一般にはRock&Snow誌19号〜34号に連載された『Old but Gold』で杉野氏の名前は記憶されていると思うのだが、私が特に繰り返して拝読したのが41号のイギリス特集での「トラッド王国に足を踏み入れて」だった。これの『ライトウォール』の項は実に汗を握る読物になっている。もう何度読んだことだろう、これ位読ませる記事もそうザラには無い。クライミングの”芯”に興味がおありの方は取り寄せて是非一読あれ。
「頂上で喜びとともに感じたのは自責の念だった。自分はとんでもない危険を冒してしまった。」
杉野氏をお見掛けしたのは2004年の五月連休明けに小川山の仏壇岩に登った日だったと記憶する。それも岩場ではなく、廻り目平の風呂でだった。私と成瀬さんとが中国大陸の渓谷に出掛ける直前で、氏が丁度ロクスノ誌で中国大陸でのクライミング体験を報告されていたタイミングだったことも手伝って、そんな共通項で話し掛けてみようとしたのだったがクライマーではない私はやはり畑違いもあって結局話し掛けることは無かった。首まで浸かったそのお姿は何かを深く考えている風でもあり、疲れを湯に溶かしている感じでもあった。ザブリと湯船から出て見えたその肉体は筋骨逞しく、”肝心な”部分はタオルで隠されていたので不明。

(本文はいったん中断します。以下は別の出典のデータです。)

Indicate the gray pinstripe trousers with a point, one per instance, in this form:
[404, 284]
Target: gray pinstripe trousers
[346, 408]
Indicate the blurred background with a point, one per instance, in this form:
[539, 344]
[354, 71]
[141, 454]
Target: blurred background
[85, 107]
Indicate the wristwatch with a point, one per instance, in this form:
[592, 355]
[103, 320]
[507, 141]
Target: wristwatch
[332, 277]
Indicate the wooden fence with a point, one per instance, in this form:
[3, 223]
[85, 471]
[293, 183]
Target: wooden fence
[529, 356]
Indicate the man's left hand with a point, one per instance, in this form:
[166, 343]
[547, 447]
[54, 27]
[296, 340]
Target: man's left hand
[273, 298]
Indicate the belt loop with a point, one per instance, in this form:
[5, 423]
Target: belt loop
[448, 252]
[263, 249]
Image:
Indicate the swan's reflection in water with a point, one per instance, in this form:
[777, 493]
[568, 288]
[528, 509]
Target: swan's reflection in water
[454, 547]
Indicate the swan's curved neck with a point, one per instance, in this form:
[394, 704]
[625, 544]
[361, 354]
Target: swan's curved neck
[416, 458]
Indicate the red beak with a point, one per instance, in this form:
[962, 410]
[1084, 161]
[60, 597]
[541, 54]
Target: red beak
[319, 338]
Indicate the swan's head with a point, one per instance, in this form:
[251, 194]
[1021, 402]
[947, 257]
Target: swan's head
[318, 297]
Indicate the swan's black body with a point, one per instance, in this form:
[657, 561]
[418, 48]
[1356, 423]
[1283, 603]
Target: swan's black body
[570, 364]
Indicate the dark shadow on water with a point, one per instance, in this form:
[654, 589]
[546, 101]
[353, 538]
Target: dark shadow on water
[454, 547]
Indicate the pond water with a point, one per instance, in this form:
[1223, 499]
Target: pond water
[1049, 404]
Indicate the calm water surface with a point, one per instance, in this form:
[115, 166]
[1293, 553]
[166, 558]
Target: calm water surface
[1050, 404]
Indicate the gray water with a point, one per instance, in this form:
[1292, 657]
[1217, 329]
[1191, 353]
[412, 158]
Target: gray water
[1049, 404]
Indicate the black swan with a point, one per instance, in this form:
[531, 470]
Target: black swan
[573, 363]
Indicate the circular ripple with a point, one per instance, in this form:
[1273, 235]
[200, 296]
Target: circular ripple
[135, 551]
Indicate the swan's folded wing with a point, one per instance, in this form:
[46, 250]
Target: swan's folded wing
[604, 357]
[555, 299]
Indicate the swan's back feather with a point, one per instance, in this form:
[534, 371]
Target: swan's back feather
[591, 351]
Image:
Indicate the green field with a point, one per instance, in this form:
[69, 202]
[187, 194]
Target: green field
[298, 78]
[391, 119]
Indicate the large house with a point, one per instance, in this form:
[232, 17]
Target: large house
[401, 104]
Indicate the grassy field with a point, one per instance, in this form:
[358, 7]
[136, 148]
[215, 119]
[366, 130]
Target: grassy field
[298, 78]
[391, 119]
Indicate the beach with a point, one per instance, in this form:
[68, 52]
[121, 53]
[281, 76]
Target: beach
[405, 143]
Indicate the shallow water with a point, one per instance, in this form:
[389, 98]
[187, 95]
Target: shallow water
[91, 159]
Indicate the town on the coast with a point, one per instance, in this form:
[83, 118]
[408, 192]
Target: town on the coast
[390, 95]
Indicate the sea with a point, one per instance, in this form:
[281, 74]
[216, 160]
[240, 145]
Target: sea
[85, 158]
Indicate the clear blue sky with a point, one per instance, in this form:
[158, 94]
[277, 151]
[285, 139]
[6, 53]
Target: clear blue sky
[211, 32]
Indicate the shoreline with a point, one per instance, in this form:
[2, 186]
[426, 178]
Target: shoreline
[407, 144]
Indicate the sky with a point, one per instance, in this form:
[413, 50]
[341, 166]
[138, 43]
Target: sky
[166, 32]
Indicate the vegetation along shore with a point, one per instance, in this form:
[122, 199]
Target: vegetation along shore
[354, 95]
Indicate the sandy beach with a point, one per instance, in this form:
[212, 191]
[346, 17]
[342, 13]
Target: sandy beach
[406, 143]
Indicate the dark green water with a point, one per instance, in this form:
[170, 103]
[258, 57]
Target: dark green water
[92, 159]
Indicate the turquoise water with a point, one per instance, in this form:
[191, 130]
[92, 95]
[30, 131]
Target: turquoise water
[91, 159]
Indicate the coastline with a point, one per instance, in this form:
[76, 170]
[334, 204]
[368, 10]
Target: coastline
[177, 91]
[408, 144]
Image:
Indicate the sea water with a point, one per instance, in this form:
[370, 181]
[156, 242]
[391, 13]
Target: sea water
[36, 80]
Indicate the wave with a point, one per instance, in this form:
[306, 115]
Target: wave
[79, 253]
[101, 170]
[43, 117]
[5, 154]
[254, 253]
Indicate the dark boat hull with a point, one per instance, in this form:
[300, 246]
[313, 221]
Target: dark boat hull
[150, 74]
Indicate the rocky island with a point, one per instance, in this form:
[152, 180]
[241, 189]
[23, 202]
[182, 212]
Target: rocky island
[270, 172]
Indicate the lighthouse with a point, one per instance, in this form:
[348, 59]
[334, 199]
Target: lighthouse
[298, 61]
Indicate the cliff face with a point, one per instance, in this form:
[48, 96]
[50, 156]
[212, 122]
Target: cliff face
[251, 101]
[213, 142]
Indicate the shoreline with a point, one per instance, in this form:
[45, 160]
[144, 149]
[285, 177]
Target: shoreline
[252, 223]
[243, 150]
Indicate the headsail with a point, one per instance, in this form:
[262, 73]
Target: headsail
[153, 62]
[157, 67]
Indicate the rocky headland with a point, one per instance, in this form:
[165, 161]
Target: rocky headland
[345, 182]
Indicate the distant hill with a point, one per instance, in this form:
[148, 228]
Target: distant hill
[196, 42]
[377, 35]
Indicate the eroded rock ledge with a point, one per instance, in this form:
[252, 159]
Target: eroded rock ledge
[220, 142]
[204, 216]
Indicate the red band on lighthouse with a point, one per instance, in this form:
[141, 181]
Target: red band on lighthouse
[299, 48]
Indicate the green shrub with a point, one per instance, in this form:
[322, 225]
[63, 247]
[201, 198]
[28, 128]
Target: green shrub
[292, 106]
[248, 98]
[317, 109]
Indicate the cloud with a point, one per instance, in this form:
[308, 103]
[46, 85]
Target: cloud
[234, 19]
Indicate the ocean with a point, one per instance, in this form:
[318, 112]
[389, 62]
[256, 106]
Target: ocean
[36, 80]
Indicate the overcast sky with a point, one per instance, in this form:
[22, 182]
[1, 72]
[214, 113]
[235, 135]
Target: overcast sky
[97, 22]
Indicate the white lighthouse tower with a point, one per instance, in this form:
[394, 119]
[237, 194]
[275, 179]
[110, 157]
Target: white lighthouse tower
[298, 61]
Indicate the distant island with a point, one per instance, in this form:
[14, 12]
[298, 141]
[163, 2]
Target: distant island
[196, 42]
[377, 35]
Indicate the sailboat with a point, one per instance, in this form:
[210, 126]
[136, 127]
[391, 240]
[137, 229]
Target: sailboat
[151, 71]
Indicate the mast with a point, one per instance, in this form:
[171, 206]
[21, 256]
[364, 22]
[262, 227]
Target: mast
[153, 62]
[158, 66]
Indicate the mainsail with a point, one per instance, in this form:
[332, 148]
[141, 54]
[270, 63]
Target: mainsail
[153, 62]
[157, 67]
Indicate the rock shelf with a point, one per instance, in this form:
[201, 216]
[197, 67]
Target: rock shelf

クラッククライミングをはじめ、ヒマラヤ、いやヒラヤマユージ氏とのヨセミテビッグウォールのスピードクライミングなど、飛び抜けた存在の方であった。クライミングの範疇で亡くなる方ではないと勝ってに思い込んでいただけに、知己も持たないのに今回の墜死の件には悲しく寂しい気持ちにさせられた。改めて氏の残した文章を再読したい。合掌。